Transformation Legality via Fisher Potential: A significant challenge addressed by the authors is the legality of neural transformations. Unlike traditional program transformations bound by data dependences, the legality of NAS transformations is judged by their representational capacity. Fisher Potential is employed as a metric to gauge this capacity, offering a compile-time, cost-effective way to filter out damaging network changes without the need for extensive retraining.
Implementation in TVM: The proposed framework has been prototyped in the TVM optimizing compiler, where various transformations, including grouping and bottlenecking, were systematically explored. The authors demonstrated that, by applying these combined transformations, significant reductions in inference time can be achieved across various DNN architectures and platforms.
Empirical Results: The research reports empirical results where the proposed methodology achieved more than 3x speedup in inference times on major DNN models like ResNet, ResNext, and DenseNet across four hardware platforms. Additionally, the unified framework notably reduced the search time in neural architecture search by discarding unfit configurations early in the process.

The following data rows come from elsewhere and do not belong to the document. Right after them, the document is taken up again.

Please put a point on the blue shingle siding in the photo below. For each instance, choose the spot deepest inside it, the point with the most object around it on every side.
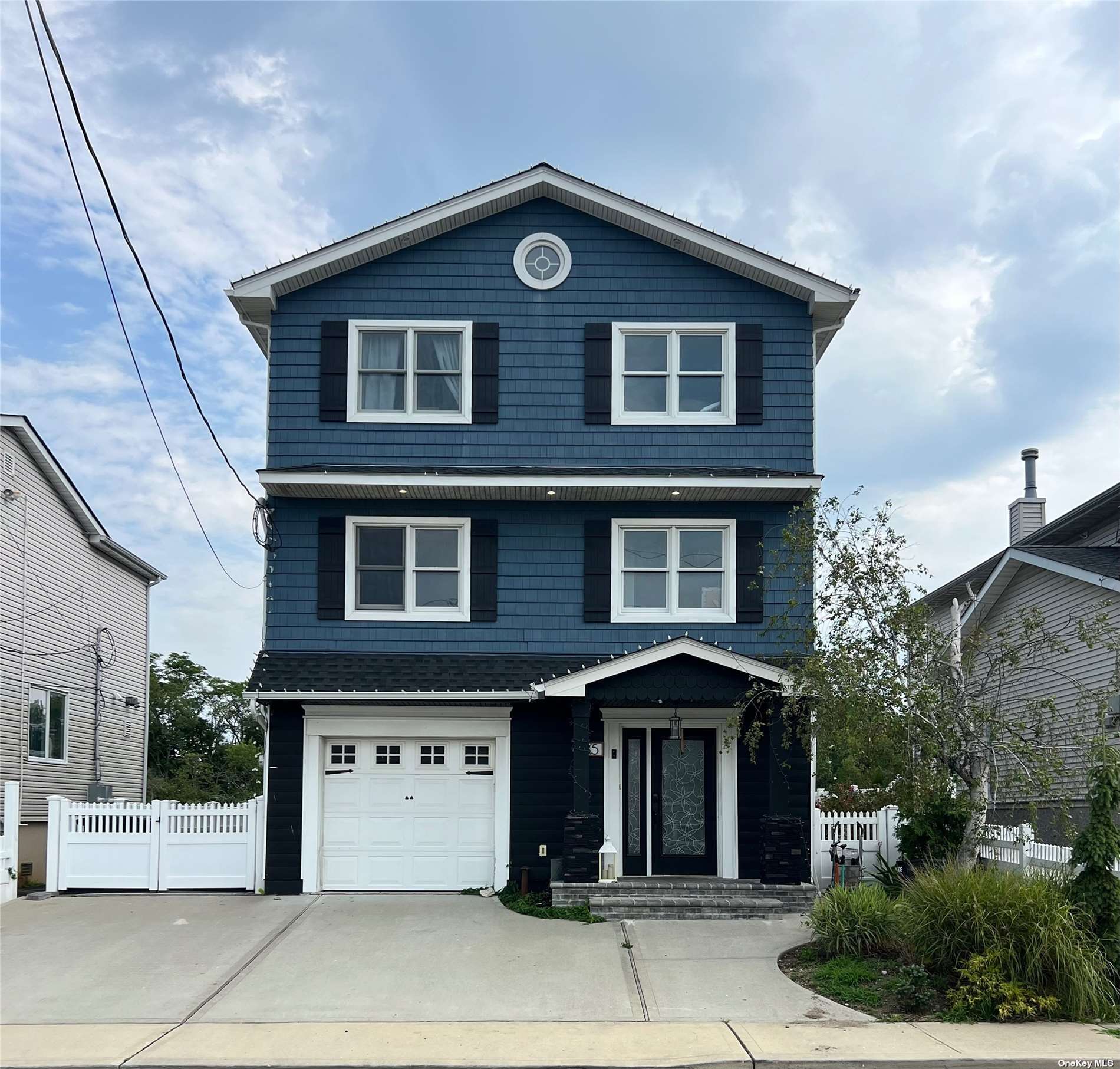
(540, 581)
(469, 274)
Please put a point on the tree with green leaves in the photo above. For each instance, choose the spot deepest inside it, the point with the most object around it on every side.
(203, 742)
(961, 712)
(1097, 847)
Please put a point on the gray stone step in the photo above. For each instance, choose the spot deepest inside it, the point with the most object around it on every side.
(678, 908)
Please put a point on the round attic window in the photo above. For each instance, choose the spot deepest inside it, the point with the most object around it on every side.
(542, 261)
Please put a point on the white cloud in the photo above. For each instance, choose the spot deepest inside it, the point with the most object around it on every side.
(954, 524)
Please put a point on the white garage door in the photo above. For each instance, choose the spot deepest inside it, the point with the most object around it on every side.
(408, 815)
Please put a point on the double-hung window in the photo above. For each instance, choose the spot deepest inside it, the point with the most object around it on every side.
(407, 568)
(679, 570)
(46, 723)
(673, 373)
(409, 371)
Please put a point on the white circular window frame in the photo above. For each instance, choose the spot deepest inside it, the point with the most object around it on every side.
(557, 246)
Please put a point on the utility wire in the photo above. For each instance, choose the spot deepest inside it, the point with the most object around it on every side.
(112, 292)
(124, 233)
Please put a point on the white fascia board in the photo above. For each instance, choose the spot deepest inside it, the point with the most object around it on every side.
(575, 685)
(392, 695)
(1014, 560)
(689, 482)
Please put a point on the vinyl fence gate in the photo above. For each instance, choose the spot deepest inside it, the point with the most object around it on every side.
(156, 846)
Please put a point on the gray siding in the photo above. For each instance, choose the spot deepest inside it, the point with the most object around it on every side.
(72, 590)
(1065, 676)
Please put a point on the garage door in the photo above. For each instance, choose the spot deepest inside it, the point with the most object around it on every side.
(408, 815)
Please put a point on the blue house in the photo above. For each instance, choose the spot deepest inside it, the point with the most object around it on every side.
(526, 450)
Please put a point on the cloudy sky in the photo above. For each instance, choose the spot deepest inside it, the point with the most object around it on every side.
(957, 162)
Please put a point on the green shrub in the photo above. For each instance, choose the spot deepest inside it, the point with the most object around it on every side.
(985, 994)
(855, 922)
(848, 979)
(932, 832)
(914, 988)
(1096, 847)
(1026, 925)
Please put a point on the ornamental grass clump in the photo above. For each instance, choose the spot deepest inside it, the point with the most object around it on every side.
(1026, 927)
(855, 922)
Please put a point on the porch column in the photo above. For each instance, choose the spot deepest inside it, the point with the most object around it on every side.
(582, 830)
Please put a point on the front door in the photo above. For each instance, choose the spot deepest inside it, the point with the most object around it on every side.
(683, 795)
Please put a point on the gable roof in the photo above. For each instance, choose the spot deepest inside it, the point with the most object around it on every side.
(255, 296)
(63, 485)
(1100, 509)
(281, 675)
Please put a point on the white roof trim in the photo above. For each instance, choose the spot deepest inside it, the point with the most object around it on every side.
(393, 695)
(575, 684)
(568, 486)
(255, 297)
(1013, 561)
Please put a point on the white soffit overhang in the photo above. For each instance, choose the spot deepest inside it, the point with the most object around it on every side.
(255, 296)
(434, 486)
(1006, 571)
(575, 685)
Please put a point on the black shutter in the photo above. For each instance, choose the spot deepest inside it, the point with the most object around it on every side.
(483, 571)
(332, 565)
(596, 572)
(596, 372)
(333, 341)
(749, 572)
(749, 373)
(484, 373)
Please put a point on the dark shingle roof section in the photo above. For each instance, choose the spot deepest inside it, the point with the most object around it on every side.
(1100, 560)
(423, 673)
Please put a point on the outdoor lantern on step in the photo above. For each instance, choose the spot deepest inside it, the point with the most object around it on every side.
(608, 861)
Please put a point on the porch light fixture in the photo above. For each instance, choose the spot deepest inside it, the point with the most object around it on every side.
(608, 862)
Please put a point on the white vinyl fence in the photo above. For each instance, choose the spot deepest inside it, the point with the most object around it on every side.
(1016, 848)
(876, 832)
(865, 835)
(9, 843)
(158, 846)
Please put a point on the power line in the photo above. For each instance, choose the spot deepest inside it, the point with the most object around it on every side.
(112, 292)
(124, 233)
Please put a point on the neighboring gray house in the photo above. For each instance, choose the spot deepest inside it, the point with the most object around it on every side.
(72, 597)
(1064, 568)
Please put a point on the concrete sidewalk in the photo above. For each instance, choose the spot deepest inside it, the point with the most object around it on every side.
(554, 1046)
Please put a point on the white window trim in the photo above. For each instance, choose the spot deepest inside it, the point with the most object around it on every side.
(355, 415)
(723, 418)
(542, 239)
(27, 713)
(410, 612)
(618, 614)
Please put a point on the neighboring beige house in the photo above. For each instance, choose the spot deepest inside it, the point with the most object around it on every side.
(1064, 568)
(73, 628)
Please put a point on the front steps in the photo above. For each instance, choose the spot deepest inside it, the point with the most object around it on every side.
(686, 898)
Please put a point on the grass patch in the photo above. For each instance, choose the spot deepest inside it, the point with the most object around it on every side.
(539, 903)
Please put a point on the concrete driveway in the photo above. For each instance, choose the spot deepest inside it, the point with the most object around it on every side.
(246, 958)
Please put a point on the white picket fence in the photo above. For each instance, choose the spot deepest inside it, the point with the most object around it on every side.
(876, 832)
(9, 843)
(866, 835)
(1016, 848)
(156, 846)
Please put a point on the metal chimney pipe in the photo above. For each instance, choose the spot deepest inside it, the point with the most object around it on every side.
(1030, 456)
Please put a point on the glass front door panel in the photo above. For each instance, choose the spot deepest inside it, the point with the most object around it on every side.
(683, 799)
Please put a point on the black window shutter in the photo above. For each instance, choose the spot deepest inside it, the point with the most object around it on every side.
(483, 571)
(333, 341)
(484, 373)
(749, 572)
(332, 566)
(596, 372)
(596, 572)
(749, 373)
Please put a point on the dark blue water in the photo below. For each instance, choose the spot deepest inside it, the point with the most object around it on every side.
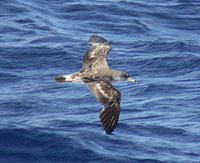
(157, 42)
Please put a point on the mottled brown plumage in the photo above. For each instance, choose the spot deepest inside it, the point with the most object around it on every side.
(96, 73)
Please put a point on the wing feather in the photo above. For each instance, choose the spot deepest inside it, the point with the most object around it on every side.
(110, 97)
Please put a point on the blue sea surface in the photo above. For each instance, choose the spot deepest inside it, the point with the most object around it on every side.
(156, 41)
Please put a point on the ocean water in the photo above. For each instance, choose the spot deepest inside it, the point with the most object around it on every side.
(156, 41)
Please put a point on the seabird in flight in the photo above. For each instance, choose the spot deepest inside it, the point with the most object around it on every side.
(97, 75)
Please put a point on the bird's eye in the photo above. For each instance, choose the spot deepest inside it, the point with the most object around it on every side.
(126, 76)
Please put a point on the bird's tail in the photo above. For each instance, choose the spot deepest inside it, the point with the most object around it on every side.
(75, 77)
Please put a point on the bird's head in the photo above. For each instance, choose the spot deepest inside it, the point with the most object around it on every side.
(125, 76)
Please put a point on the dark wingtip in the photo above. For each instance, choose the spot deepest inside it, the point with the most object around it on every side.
(60, 79)
(97, 39)
(109, 119)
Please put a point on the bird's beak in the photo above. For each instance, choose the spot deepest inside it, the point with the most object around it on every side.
(132, 80)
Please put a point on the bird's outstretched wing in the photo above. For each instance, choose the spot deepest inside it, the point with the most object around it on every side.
(95, 57)
(110, 97)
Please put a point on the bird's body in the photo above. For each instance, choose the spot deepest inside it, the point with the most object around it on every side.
(96, 73)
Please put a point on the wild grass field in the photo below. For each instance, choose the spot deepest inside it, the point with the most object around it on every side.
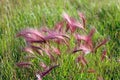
(16, 15)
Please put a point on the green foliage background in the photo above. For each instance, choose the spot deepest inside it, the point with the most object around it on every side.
(18, 14)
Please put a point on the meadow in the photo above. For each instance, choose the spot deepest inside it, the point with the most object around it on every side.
(16, 15)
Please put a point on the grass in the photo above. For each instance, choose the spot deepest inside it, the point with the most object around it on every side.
(16, 15)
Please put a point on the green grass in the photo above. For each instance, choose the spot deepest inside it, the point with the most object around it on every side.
(18, 14)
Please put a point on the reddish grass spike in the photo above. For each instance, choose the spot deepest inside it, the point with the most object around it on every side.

Background and Methodology

The authors highlight two distinct yet related domains involved in optimizing neural network performance: the community focusing on neural architecture search that concerns itself with finding efficient network models, and compiler developers who optimize fixed networks to exploit hardware capabilities. By viewing neural architecture operations through the lens of program transformations, the paper proposes a systematic exploration of these transformations as part of a broader optimization strategy.

The polyhedral model, renowned for its use in optimizing loop nests and memory access patterns in compilers, is extended to encompass NAS transformations. Bottlenecking, grouping, and depthwise convolutions are expressed as affine transformations within this model, bridging compiler optimizations with neural network structural changes. The authors leverage Fisher Potential from the domain of learning theory as a practical measure to assess the fidelity of transformations without necessitating network retraining.

Implications and Future Research

This approach has substantial implications for both the practical deployment and theoretical development of AI technologies. The unified framework provides a pathway for developing more agile and efficient neural models that optimize resources while preserving accuracy. Future work might extend this framework to broader classes of neural architectures, beyond convolutional networks, and explore alternative proxies for representational capacity that could further enhance the exploration space's efficacy.

Moreover, this research invites further refinement of Fisher Potential or similar metrics to become more predictive of post-training accuracies in varied neural architectures. The integration of such measures could make NAS substantially more efficient, contributing to the growing trend towards automating network design and optimization processes in deep learning frameworks.

In summary, this paper advances the idea that systematic transformation exploration unifies two traditionally siloed areas, providing a comprehensive strategy for the optimization of DNNs, pushing the boundaries for future AI development and application.